- Kategori
- Haber
Oğuz Yorulmaz'ın annesi haykırıyor!

- Bir döneme damgasını vuran ilişkilerdi.
- Ve kapanıp gitti!
- Acaba kapanıp gitti mi?
- Gitmiyor işte.
- Kapanmıyor.
- Ve bir şekilde ülke gündemine oturuyor.
- Abdullah Gül Ermenistan’a gitsin mi?
- Gitse ne olur?
- Gitmese ne olur?
- Ama biz yüzümüzü başka bir tarafa çevirelim.
- Ve bakalım Oğuz Yorulmazın annesi ne diyor?

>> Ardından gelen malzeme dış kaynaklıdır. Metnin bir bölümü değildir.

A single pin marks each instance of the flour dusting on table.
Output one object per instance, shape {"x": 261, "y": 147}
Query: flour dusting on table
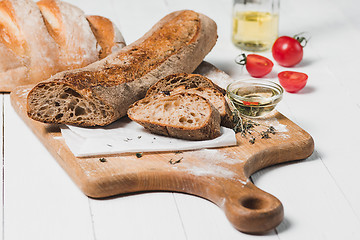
{"x": 209, "y": 162}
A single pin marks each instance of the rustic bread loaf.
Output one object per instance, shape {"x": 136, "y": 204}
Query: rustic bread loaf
{"x": 216, "y": 99}
{"x": 182, "y": 115}
{"x": 40, "y": 39}
{"x": 77, "y": 42}
{"x": 172, "y": 81}
{"x": 102, "y": 92}
{"x": 24, "y": 33}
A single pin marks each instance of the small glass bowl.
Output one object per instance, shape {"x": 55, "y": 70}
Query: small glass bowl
{"x": 254, "y": 97}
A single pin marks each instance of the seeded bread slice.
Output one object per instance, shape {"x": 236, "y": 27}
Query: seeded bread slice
{"x": 215, "y": 97}
{"x": 181, "y": 79}
{"x": 183, "y": 115}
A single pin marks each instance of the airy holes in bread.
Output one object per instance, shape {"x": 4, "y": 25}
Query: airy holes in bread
{"x": 67, "y": 105}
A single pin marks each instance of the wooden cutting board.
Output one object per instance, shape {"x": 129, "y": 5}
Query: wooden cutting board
{"x": 219, "y": 175}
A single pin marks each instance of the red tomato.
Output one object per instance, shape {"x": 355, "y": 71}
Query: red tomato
{"x": 258, "y": 66}
{"x": 287, "y": 51}
{"x": 292, "y": 81}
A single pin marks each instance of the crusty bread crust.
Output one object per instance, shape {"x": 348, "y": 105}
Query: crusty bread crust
{"x": 172, "y": 81}
{"x": 70, "y": 29}
{"x": 177, "y": 43}
{"x": 108, "y": 36}
{"x": 208, "y": 128}
{"x": 34, "y": 46}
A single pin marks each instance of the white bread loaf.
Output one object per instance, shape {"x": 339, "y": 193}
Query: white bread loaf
{"x": 102, "y": 92}
{"x": 37, "y": 44}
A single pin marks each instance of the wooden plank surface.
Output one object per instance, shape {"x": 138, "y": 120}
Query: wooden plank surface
{"x": 219, "y": 175}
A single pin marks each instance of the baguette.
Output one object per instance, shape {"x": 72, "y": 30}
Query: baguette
{"x": 173, "y": 81}
{"x": 108, "y": 36}
{"x": 40, "y": 39}
{"x": 102, "y": 92}
{"x": 183, "y": 115}
{"x": 215, "y": 97}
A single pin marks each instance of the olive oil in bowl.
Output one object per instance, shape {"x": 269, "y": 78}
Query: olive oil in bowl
{"x": 254, "y": 97}
{"x": 254, "y": 31}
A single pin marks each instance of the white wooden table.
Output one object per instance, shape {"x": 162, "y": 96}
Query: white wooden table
{"x": 321, "y": 195}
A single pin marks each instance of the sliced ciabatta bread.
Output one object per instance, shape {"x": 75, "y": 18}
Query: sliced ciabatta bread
{"x": 215, "y": 97}
{"x": 170, "y": 82}
{"x": 182, "y": 115}
{"x": 103, "y": 91}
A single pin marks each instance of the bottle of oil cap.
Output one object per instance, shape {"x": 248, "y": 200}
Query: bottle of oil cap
{"x": 255, "y": 24}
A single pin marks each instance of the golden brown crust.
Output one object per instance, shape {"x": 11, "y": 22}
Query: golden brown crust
{"x": 144, "y": 57}
{"x": 9, "y": 29}
{"x": 55, "y": 32}
{"x": 208, "y": 130}
{"x": 177, "y": 43}
{"x": 105, "y": 34}
{"x": 182, "y": 79}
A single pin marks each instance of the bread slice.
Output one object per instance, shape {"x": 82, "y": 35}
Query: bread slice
{"x": 107, "y": 35}
{"x": 103, "y": 91}
{"x": 215, "y": 97}
{"x": 183, "y": 115}
{"x": 181, "y": 79}
{"x": 70, "y": 29}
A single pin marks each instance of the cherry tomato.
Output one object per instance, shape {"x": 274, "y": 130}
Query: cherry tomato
{"x": 292, "y": 81}
{"x": 256, "y": 65}
{"x": 288, "y": 51}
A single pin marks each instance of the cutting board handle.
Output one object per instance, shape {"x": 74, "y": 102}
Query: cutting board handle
{"x": 252, "y": 210}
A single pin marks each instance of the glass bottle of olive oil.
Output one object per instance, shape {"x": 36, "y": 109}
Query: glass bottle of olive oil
{"x": 255, "y": 24}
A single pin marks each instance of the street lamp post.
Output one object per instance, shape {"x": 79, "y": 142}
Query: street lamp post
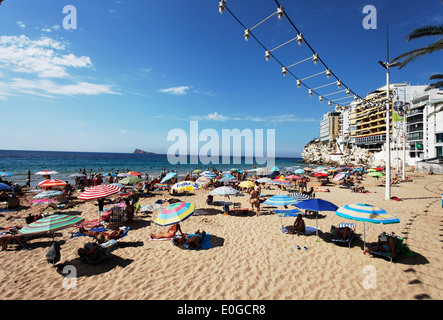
{"x": 388, "y": 65}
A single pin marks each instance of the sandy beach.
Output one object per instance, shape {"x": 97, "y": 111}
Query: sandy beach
{"x": 250, "y": 257}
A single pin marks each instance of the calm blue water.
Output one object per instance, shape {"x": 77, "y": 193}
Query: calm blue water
{"x": 66, "y": 163}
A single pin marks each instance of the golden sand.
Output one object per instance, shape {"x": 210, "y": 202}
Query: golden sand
{"x": 250, "y": 258}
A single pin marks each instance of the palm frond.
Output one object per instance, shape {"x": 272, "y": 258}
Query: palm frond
{"x": 435, "y": 85}
{"x": 414, "y": 54}
{"x": 431, "y": 30}
{"x": 436, "y": 76}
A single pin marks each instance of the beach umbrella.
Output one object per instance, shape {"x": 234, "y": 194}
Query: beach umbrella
{"x": 185, "y": 186}
{"x": 208, "y": 174}
{"x": 46, "y": 172}
{"x": 223, "y": 191}
{"x": 98, "y": 192}
{"x": 49, "y": 224}
{"x": 226, "y": 180}
{"x": 203, "y": 181}
{"x": 320, "y": 174}
{"x": 4, "y": 186}
{"x": 316, "y": 205}
{"x": 175, "y": 213}
{"x": 246, "y": 184}
{"x": 47, "y": 194}
{"x": 52, "y": 183}
{"x": 168, "y": 176}
{"x": 280, "y": 200}
{"x": 130, "y": 180}
{"x": 78, "y": 175}
{"x": 292, "y": 177}
{"x": 339, "y": 177}
{"x": 161, "y": 186}
{"x": 299, "y": 196}
{"x": 5, "y": 174}
{"x": 366, "y": 213}
{"x": 375, "y": 174}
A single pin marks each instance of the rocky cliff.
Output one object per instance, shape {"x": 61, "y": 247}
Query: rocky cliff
{"x": 138, "y": 151}
{"x": 316, "y": 152}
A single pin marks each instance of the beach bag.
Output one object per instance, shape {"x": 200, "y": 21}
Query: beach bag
{"x": 53, "y": 255}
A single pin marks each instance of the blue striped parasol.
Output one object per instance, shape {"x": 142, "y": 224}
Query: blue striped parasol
{"x": 366, "y": 213}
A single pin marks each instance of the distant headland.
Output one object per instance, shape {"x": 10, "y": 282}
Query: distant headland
{"x": 138, "y": 151}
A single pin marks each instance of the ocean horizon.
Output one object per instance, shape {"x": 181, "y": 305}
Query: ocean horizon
{"x": 18, "y": 162}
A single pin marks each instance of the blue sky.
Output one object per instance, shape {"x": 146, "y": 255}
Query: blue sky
{"x": 134, "y": 70}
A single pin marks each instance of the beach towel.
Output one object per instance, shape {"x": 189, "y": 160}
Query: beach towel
{"x": 205, "y": 243}
{"x": 79, "y": 234}
{"x": 309, "y": 230}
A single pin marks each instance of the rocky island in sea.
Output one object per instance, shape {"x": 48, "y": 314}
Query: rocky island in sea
{"x": 139, "y": 151}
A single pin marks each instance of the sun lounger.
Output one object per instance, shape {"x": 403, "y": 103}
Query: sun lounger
{"x": 350, "y": 238}
{"x": 102, "y": 252}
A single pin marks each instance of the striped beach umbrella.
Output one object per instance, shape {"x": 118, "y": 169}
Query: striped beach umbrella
{"x": 339, "y": 177}
{"x": 208, "y": 174}
{"x": 130, "y": 180}
{"x": 223, "y": 191}
{"x": 299, "y": 196}
{"x": 185, "y": 186}
{"x": 316, "y": 205}
{"x": 49, "y": 224}
{"x": 280, "y": 200}
{"x": 247, "y": 184}
{"x": 366, "y": 213}
{"x": 46, "y": 172}
{"x": 52, "y": 183}
{"x": 98, "y": 192}
{"x": 168, "y": 176}
{"x": 175, "y": 213}
{"x": 47, "y": 194}
{"x": 4, "y": 186}
{"x": 5, "y": 174}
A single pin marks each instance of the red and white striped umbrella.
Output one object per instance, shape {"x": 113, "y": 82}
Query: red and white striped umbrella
{"x": 100, "y": 191}
{"x": 52, "y": 183}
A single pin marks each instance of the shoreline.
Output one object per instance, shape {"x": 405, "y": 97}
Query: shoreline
{"x": 250, "y": 258}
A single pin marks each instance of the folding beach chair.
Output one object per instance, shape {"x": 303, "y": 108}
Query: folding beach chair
{"x": 351, "y": 236}
{"x": 388, "y": 255}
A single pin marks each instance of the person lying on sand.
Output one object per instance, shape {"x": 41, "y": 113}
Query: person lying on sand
{"x": 385, "y": 244}
{"x": 341, "y": 233}
{"x": 193, "y": 242}
{"x": 299, "y": 225}
{"x": 102, "y": 236}
{"x": 172, "y": 231}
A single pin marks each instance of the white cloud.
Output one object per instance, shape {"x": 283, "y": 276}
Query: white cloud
{"x": 271, "y": 119}
{"x": 216, "y": 117}
{"x": 21, "y": 24}
{"x": 45, "y": 57}
{"x": 182, "y": 90}
{"x": 50, "y": 89}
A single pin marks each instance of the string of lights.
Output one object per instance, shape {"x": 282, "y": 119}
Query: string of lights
{"x": 300, "y": 39}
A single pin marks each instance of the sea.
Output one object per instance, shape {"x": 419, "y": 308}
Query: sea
{"x": 66, "y": 163}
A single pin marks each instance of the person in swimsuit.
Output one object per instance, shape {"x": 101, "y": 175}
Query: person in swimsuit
{"x": 102, "y": 236}
{"x": 299, "y": 225}
{"x": 193, "y": 242}
{"x": 172, "y": 231}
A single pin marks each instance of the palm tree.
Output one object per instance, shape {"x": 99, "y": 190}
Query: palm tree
{"x": 431, "y": 30}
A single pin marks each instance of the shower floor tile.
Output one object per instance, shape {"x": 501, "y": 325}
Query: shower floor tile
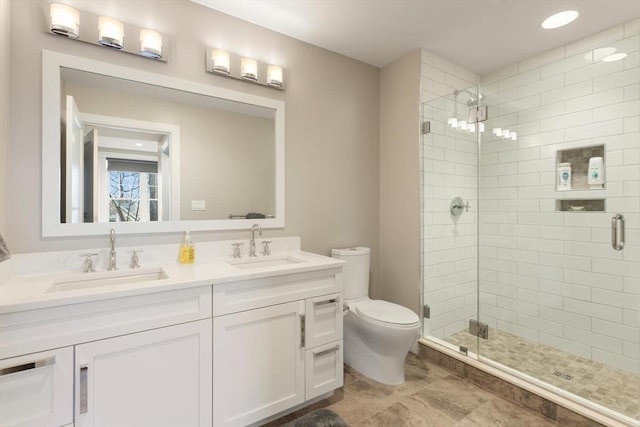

- “Oğlumu kullanıp, bir kenara attılar. Doksan dört tane cinayet işlettirdiler. Ve en sonunda oğlumu da öldürdüler”.
- Oğuz Yorulmaz kim mi?
- Susurluk hadisesinin aktörlerinden.
- Oğuz Yorulmaz.
- Ayhan Çarkın.
- Ercan Ersoy.
- Hatırladınız mı bu isimleri?
- Bir de bunların başı vardı.
- İbrahim Şahin.
- Hani şu memleket için kurşun atan vatan perverler.
- Yani efendim.
- Her biri Özel Harekâtçı olan polis memurları.
- Ve Özel Harekât Dairesi Başkan Vekili.
- Başlarıydı.
- Ne diyordu İbrahim Şahin beyefendi?
- “Doksan taneden fazla operasyona katıldım ve birçok terörist öldürdüm”.
- Neden bunu söyleme gereksinimi duymuştu İbrahim Şahin?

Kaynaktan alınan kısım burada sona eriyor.